While I’m sure I can still improve, I think I can truly say that we’ve figured it out this year; or at least, we’ve begun to.
I’ve heard and seen the full spectrum of reactions to the “Christian Year” or “Christian Calendar,” from near “calendar worship” to outright refusal and condemnation. I’m not here to give my two cents on that subject. However this year Ariel and I, having no background in the subject, constructed an Advent wreath: a wreath with four small candles around it (one for each of the four Sundays of Advent) and one larger white candle in the center. Every Sunday, we light the appropriate candles and read from the book Living the Christian Year, by Bobby Gross. Ariel reads the Scripture readings, and then I read the book’s response to each passage.

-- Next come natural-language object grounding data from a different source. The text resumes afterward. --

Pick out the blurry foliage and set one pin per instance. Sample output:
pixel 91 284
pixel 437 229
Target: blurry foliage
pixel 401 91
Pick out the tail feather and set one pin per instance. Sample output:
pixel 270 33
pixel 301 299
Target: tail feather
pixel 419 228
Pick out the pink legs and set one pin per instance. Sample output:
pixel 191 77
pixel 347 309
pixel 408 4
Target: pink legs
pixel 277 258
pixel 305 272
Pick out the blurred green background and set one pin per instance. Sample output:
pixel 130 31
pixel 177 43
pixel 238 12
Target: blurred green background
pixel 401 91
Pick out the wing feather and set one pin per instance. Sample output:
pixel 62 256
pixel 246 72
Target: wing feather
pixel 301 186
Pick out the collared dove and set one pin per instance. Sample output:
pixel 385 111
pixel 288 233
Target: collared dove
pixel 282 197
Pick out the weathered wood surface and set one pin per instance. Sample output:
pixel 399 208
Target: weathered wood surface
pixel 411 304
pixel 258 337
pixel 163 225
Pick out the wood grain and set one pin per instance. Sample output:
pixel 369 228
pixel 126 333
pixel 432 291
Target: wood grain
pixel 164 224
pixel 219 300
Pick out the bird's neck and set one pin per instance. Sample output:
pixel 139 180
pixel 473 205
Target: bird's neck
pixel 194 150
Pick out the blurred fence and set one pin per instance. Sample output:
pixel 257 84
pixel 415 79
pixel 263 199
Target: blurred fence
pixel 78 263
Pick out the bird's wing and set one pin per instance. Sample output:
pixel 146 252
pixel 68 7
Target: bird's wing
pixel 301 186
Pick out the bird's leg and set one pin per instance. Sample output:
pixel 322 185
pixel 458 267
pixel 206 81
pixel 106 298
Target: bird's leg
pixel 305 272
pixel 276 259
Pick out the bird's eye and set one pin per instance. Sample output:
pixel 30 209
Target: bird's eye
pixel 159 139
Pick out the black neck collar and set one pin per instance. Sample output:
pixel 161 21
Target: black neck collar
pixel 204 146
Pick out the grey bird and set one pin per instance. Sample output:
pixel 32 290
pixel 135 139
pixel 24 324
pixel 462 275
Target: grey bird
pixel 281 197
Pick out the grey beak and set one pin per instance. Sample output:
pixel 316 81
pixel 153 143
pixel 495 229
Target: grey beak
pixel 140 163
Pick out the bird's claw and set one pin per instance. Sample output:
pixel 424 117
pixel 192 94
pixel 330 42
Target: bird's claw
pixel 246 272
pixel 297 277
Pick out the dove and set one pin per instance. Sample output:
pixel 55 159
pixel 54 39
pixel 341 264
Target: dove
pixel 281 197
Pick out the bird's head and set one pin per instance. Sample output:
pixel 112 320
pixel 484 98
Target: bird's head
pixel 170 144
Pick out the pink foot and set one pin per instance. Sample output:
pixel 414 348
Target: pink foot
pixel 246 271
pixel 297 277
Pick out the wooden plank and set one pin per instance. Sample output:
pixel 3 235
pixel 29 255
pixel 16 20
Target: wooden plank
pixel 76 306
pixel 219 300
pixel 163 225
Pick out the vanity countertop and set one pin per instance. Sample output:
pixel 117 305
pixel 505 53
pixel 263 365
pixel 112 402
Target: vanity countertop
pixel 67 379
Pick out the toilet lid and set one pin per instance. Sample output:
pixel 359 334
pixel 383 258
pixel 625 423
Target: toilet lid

We do this for about 30 minutes and then close in prayer.
So to put it simply, our suggested solution to Christmas tension is this: Celebrate two holidays.
That’s really basically what it is! We spend December decorating, buying gifts, singing White Christmas, watching the Grinch, and frosting cookies, but we also spend it reading and thinking and talking about the coming of Christ, before in the manger and later as our king. And when Christmas comes, we’ll celebrate with gifts and carols, but then later in thankful prayer, and celebration for the truth of Christ. They don’t have to mix… I don’t try to force the attitude that my new coffee mug is a symbol of the gold, frankincense, or myrrh, but we also don’t let Santa or stockings into our Advent either.
Before I leave this, I want to make sure I clarify a few things.
1. I’m not telling you to kick any and all spiritual elements out of gift giving and holiday cheer. Gifts are a great way of showing love, being thankful for God’s blessings, and expressing selflessness. In fact, everything we do should be touched by the effect of Christ in our lives. Just don’t feel like you have to mix Frosty with the nativity, or ascribe spiritual meaning to Santa Claus.
2. You don’t have to celebrate Advent, per se. All I’m suggesting is doing something that keeps the coming of Christ on the forefront of your mind throughout “the season” and keeping all other “secular” Christmas elements far away when you do so.
So Merry Christmas! Play Carol of the Bells, enjoy family, open presents, and eat candy canes… but also spend the month waiting, praying, anticipating, and then celebrating (cliche aside) the very best gift.